Not sure how much to save up for regular vehicle maintenance? A good rule of thumb is to put away about $75 per month for future vehicle services. Note that this doesn’t include sudden repairs, tire replacements, etc.
The trick to many auto repairs is getting out in front of them before they become large issues with more expensive repair costs. Luckily, you can use your senses to recognize a number of these things before its too late
Many auto repairing issues are easily identifiable by the sound they’re making. Unusual squeaks, rattles, and rumbles are all signs that something’s not right and that a car repair is likely needed. Here are some things to listen for:
Squeaks and Screeches – A shrill, sharp noise usually means the engine speed is off. There might be an issue with your power steering, fan, or air conditioning belt. If you hear a piercing high-pitched sound while you’re stopping, you’re hearing the result of brake wear.
Clicks and Pings – If you hear a consistent click, it could be that you have a loose wheel cover, a bent fan blade, or low engine oil. If that click is more of a high-pitched tapping, there could be an issue with your muffler or a drive-line component.
Knocks and Clunks – If its more than a click, almost like a pounding, there could be an issue with your crankshaft or torque converter. If the thumping is less rhythmic and more random, it could be a loose shock absorber.
If you’re having difficulty with handling, or you’re noticing a rougher ride than normal (including unusual vibrations) this almost always indicates a problem.
Steering – Your front wheels might not be aligned properly. You might have worn steering components. If your vehicle is veering to one side, then it could be as simple as under-inflated tires on one side.
Handling – Poor cornering can be the result of worn shock absorbers. A quick test you can do is to push down on each of the four corners of the vehicle. If the car bounces for a few seconds before returning to rest, there’s probably an issue there. You should also make sure your tires are balanced properly. Improperly balanced tires can lead to annoying vibration.

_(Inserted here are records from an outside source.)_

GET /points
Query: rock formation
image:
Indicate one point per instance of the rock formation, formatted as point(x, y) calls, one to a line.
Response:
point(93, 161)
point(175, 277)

Brakes – If the vehicle pulls to one side while braking, you’re in need of auto repairing. The same goes for scraping/grinding noises while braking.
Engine – The following issues indicate engine trouble: difficulty starting, rough idling, poor acceleration, decreased fuel economy, and excessive oil use.
Transmission – Transmission failure can be the result of a simple component issue or a disconnected hose. Make sure technicians check these simple fixes first, because transmission repairs can be very expensive. Some signs there might be an issue include hard shifts between gears, failure to shift during acceleration, and “slipping” during acceleration (where the engine speeds up, but the vehicle doesn’t).
Some needed auto repairs are very noticeable by their scent. These include:
Burnt Toast Smell – Often means an electrical short. If you smell this, stop the car immediately. It is not safe to drive.
Rotten Eggs Smell – A sulphur smell could mean an issue with an emission control device. Fix as soon as possible.
Acrid Odour – Burning oil. Look for leaks under your car.
A Burning Smell – May signal overheated brakes. Light smoke coming from a wheel well means a stuck brake. Vehicle should be towed and not driven.
Sweet, Steamy Smell – Coolant leak. If you smell this without the overheating warning light appearing on your dashboard, drive carefully to a nearby dealership to have this serviced.